Tu Bishevat and Shabbat Shira

This Shabbat is a particularly joyous one for us, the Jewish people, as we celebrate both Tu Bishevat and Shabbat Shira. Tu Bishevat is certainly the more familiar celebration, the holiday sometimes called “The New Year of the Trees” and also explained as the birthday of the trees. Shabbat Shira is the Shabbat when the Torah portion Beshalach is read which contains Shirat Ha-yam “The Song of the Sea.” This is the song of rejoicing sang by the Israelites after they have crossed the Sea of Reeds safely escaping Pharoah and the Egyptian forces. The Song of the Sea may be known to you as the prayer Mi Chamocha which opens with a direct quote from it.
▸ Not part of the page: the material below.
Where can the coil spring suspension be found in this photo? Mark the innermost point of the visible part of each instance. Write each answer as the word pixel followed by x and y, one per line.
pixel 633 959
In recent years Shabbat Shira has become a time to celebrate Jewish music and there will indeed be a music service the Saturday (January 30) at SAJ. This confluence of events affords us the opportunity to think about the connection that exists between them.

Tu Bishevat helps us to think about and celebrate our relationship to trees. There are indeed many things that we “need” from them but need nothing so directly and essentially as our breath. We are in a continuous relationship with trees – they “breathe” the oxygen that we need to live, just as we give them the carbon dioxide that they need. Trees quite literally give us our breath and in this way they are partners with God in giving us our neshamah our breath, our soul. Shabbat Shira is a time to focus on raising our voice in song; it is a time we recognize that song is a pure expression of spirit. If we reflect on how this is, we can see that we create song through infusing our voice, our very breath with soul. I think that this is no accident, for Judaism is about the integration of the physical and the spiritual. Look no farther than Hebrew which recognizes the relationship between the physical and the spiritual. The Hebrew word for breath neshamah is also the word for soul. In fact, the Hebrew word for wind, ruach (for what is breath but wind coming into and out of our bodies) is also the word for spirit.

It is no accident that both of these celebrations use our breath as the entry point into a more meaningful world. They both help us to see that the physical and spiritual worlds are inextricably linked and it is through this linkage that there is the possibility for harmony - within ourselves and with the world around us.